Oh, I've seen a surgical resident hit a carotid during a badly botched one, but if you paid attention during training and remember to make a VERTICAL incision (the resident made a horizontal incision) there are few ways to bungle a cric that is going to significantly worsen the patient's condition.  The other one that come to mind is subcutaneous placement of the airway, which should be pretty obvious when the patient's neck looks like that of a randy bullfrog after you bag them a few times.  This is the one reason that I remind the audience for the difficult airway presentations I give at conferences (EMS, RT and otherwise) that you should _always_ verify the placement of a surgical airway the same as you do a standard oral intubation.  That means at least two or three clinical findings (chest rise, breath sounds, etc) as well as use of a CO2 detector.


----------



## usafmedic45 (Mar 23, 2010)

> Facial injuries have long been recognized to cause folks to lose it.



Point taken.  Eye injuries make me squeamish, although not as bad as they used to.  I'd take someone with their face blown off or shredded than an impaled object through the eye.   

Ditto for childbirth.  I've only managed a 25% success rate of not vomiting after delivering a baby.


----------



## Epi-do (Mar 23, 2010)

usafmedic45 said:


> Yeah, no sense in wasting a potentially good set of donor organs.  Something good should come out of bad situations like this whenever possible.



Actually, that was the exact reasoning of the doc on the other end of the radio.   




usafmedic45 said:


> It's plausible deniability that you didn't try to do a visualized airway.





usafmedic45 said:


> Why?  As Pete Rosen likes to say the hardest part of doing a cric is picking up the scalpel.



I would have to agree with both of these statements.  It was something I _really_ didn't want to do.  Even after deciding that it was the only alternative left for the airway, it wasn't a matter of _wanting_ to do it, but rather, realizing it _had_ to be done.



usafmedic45 said:


> Not sure I understand the uneasiness.  It's a technically simpler procedure than intubation especially in circumstances such as what you're describing.



Maybe it was the whole idea that his face was gone, maybe it was the fact that I have only been a medic for roughly 18 months and had just gotten another crap run.  A large part of it was the thought of taking the scalpel and cutting into his neck - something about it really bothered me.

Thanks for all of the kind words, everyone!


----------



## NomadicMedic (Mar 24, 2010)

I'm in medic school, just heading into our final quarter...

A classmate was thrust into the situation of having to preform a cric just before the midterm break. 

She feels awful about it, but knows it was the only thing to do. She's still bothered about it, but at least she was able to just move right to it after realizing that oral intubation wasn't possible.

I'll admit, she has bigger balls than I do.  I'm sure if the situation came to it, I could do it... but man... that's a big decision. 

Call me a wimp or whatever, but I honestly hope that I never have to do it.


----------



## usafmedic45 (Mar 24, 2010)

> She's still bothered about it, but at least she was able to just move right to it after realizing that oral intubation wasn't possible.



Like I said, I just don't understand why medics who are not bothered by far more invasive procedures (central lines, needle decompressions, etc) are bothered so much by surgical airways.  Personally I cringe more having to watch someone take out their contacts than having to do a surgical airway...but as I've said, there's that ice water issue again. LOL



> Maybe it was the whole idea that his face was gone, maybe it was the fact that I have only been a medic for roughly 18 months and had just gotten another crap run.

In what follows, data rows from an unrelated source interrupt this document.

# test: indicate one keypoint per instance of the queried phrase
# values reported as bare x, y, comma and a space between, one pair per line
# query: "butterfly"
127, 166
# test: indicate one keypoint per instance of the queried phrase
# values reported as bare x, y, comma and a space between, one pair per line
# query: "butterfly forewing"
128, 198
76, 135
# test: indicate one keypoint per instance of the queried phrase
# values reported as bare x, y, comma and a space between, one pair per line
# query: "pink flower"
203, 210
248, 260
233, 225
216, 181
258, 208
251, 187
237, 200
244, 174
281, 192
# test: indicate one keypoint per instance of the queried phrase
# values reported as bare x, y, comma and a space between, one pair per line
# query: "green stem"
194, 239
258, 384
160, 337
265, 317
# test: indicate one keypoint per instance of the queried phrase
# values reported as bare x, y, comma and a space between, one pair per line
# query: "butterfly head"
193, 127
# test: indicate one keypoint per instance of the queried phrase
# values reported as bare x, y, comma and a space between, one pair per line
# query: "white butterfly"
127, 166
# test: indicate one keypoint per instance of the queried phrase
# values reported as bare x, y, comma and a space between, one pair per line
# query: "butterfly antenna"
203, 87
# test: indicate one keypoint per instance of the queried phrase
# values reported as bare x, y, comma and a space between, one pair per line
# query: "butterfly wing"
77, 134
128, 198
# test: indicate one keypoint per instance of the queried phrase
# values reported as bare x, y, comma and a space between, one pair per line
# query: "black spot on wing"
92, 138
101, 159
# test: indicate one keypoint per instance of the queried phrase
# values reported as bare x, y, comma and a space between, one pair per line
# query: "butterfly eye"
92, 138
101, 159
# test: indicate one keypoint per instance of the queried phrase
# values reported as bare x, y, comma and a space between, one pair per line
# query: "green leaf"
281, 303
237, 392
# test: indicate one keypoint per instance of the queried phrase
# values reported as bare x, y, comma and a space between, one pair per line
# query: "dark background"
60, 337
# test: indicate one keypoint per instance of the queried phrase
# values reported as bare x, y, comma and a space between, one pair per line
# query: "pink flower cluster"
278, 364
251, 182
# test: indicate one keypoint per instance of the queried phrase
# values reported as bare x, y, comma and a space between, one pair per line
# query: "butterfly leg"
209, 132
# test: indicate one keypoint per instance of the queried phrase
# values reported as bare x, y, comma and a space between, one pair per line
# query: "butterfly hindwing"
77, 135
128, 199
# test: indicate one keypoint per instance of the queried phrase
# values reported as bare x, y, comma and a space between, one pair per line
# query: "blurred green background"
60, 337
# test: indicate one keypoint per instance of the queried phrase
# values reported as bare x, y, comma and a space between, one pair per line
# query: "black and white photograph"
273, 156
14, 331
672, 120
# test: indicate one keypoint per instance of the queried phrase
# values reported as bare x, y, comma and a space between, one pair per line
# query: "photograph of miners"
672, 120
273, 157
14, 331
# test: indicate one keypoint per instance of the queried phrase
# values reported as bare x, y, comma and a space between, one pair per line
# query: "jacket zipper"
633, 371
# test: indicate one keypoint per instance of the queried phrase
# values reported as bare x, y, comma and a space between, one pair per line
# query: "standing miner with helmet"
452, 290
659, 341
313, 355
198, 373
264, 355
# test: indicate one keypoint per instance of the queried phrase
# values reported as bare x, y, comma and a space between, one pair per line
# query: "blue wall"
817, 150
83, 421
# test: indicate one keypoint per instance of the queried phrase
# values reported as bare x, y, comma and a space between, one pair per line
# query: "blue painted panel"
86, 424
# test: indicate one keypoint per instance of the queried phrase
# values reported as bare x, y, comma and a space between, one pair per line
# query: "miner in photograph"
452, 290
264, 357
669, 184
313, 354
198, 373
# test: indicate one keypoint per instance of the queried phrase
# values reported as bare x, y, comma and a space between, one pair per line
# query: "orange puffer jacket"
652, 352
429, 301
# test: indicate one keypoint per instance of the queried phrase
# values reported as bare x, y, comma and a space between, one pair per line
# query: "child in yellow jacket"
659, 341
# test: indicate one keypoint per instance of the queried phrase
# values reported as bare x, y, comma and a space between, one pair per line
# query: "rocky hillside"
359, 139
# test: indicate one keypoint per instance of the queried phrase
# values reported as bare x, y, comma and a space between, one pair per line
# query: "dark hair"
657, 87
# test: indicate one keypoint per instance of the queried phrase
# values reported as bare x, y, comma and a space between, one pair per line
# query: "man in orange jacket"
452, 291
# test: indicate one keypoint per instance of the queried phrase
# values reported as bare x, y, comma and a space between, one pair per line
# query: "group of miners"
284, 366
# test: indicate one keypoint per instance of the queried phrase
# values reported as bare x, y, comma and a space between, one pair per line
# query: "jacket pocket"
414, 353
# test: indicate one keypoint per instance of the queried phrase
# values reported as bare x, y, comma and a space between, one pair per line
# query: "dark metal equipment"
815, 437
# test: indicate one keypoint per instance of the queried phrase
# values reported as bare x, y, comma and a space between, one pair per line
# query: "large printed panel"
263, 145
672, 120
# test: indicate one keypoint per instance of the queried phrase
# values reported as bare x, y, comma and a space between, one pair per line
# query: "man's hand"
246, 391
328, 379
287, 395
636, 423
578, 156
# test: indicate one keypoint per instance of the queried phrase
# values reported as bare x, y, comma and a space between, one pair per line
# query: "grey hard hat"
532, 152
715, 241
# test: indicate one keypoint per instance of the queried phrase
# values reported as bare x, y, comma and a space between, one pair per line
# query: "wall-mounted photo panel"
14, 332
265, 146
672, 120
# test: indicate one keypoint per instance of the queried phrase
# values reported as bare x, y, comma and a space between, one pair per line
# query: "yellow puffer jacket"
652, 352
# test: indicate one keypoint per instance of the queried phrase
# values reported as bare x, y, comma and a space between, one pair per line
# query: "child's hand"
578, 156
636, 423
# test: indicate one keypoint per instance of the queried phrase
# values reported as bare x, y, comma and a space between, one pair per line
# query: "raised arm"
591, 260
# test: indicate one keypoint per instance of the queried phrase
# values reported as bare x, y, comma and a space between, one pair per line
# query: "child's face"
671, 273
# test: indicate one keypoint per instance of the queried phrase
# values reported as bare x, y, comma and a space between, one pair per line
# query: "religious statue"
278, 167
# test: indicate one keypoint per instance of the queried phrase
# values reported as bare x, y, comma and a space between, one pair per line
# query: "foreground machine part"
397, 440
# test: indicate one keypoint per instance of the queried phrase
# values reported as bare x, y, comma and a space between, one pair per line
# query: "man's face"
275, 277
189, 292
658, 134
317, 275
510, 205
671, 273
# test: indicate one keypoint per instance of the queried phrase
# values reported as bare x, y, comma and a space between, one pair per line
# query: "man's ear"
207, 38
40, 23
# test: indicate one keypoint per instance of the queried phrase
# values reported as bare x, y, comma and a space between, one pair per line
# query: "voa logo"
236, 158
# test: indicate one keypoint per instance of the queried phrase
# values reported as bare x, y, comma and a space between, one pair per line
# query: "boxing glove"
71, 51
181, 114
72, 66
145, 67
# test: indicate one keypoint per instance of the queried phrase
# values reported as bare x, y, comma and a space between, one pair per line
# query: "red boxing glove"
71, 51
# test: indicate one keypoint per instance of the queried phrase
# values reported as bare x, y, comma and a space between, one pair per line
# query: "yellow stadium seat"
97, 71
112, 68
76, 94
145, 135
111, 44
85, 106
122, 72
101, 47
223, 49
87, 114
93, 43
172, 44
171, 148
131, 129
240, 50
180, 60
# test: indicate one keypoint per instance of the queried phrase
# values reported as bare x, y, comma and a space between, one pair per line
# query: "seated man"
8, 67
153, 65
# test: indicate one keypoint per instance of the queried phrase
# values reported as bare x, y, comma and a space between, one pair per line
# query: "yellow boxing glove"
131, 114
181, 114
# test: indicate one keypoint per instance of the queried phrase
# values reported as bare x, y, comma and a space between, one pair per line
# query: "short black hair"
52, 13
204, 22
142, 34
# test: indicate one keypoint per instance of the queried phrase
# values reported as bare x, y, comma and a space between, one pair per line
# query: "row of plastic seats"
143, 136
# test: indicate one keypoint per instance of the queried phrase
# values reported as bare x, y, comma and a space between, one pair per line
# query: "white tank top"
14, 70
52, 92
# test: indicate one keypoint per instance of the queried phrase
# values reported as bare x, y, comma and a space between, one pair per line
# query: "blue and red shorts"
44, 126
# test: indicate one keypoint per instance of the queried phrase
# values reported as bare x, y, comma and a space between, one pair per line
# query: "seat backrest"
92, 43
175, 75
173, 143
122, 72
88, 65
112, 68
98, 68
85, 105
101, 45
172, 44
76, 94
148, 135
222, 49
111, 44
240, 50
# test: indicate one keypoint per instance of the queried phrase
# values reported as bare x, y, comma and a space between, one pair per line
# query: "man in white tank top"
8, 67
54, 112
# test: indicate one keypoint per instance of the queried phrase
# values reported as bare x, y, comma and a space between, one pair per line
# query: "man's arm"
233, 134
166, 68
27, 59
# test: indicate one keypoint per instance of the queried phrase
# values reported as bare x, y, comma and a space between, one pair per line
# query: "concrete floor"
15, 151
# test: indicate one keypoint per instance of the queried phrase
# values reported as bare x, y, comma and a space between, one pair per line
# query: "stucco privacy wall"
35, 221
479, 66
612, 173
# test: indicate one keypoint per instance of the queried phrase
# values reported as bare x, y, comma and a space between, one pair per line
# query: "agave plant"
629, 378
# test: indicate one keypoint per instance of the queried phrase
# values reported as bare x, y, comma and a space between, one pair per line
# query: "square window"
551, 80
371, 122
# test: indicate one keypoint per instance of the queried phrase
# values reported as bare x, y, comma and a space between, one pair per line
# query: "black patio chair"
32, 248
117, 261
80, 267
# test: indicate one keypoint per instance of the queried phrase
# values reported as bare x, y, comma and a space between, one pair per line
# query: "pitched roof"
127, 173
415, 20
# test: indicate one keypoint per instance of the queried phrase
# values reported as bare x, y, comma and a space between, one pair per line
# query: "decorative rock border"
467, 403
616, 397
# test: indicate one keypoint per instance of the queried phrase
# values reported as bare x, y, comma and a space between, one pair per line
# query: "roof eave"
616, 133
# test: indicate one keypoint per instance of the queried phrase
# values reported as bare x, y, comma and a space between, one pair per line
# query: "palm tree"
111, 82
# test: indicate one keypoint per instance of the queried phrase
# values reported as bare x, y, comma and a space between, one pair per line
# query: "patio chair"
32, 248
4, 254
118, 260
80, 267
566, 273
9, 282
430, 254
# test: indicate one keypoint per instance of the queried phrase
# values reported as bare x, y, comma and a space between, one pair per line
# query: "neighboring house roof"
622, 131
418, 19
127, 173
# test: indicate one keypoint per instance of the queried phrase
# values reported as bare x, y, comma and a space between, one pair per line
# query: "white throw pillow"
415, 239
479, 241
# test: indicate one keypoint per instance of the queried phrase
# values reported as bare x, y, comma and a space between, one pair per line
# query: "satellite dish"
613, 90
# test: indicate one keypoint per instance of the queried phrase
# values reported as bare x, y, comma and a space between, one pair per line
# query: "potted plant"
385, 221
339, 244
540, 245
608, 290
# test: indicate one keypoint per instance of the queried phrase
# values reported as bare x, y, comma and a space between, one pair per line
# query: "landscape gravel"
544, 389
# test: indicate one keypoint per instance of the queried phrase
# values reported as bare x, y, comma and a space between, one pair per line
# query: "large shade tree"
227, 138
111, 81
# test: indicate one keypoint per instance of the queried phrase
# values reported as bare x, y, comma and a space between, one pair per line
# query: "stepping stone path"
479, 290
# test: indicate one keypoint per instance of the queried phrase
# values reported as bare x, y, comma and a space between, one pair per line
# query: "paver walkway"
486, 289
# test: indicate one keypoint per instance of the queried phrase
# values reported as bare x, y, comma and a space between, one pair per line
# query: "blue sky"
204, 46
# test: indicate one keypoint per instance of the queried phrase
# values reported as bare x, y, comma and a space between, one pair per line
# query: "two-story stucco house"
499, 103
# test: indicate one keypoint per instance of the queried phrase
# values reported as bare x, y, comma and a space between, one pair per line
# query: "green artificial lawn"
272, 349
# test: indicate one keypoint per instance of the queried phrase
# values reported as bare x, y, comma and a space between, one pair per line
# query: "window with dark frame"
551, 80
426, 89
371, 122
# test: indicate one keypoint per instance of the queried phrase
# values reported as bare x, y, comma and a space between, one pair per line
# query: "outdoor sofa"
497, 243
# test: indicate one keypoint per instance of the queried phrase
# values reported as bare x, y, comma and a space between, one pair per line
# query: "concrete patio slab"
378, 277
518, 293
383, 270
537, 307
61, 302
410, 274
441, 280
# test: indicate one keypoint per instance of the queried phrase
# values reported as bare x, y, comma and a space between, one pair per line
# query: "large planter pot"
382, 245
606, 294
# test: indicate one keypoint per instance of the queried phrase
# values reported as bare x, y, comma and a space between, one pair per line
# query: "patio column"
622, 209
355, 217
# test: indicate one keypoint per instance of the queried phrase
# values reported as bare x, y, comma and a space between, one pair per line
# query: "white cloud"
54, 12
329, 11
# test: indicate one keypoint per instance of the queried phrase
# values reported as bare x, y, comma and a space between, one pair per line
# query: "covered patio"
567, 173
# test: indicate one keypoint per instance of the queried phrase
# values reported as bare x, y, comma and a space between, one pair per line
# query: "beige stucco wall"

Very true.  I feel your pain on that one...my very first shift as an ALS provider straight out of class (working with a EMT-B partner) I had three codes and a bad MVA.  However, I really do enjoy procedures...even though I dislike the circumstances that necessitate them, I really like invasive procedures. 



> A large part of it was the thought of taking the scalpel and cutting into his neck - something about it really bothered me.



Probably because it goes against everything we're taught about knives....still given the alternative (patient definitely dies if you don't vs. probably will if you do) I can't see the hang-up persisting, but that is just me.  I'm pretty odd like that. 



> Actually, that was the exact reasoning of the doc on the other end of the radio.



Great minds think alike.



> Call me a wimp or whatever, but I honestly hope that I never have to do it.



It doesn't make you a wimp and if anyone says so, please tell them to come talk to me.  Anyone who hopes they have to do one probably should question their motivation for being in EMS.  Remember, the "really exciting" case for us is someone else's "very bad" (and potentially, last) day.  I'd be perfectly happy never doing another cric so long as I practice, but at the same time, I won't hesitate if the situation presents itself.


----------



## mycrofft (Mar 25, 2010)

*I wonder what it's like to undergo one?*

I have trouble enough as it is, I can imagine breathing through a little airway like that.
Whatever happened to the deal with a big bore (BIG) "needle" (almost a trochar), high pressure O2 and a bypass to use as a crich ventilator?


----------



## usafmedic45 (Mar 25, 2010)

> I have trouble enough as it is, I can imagine breathing through a little airway like that.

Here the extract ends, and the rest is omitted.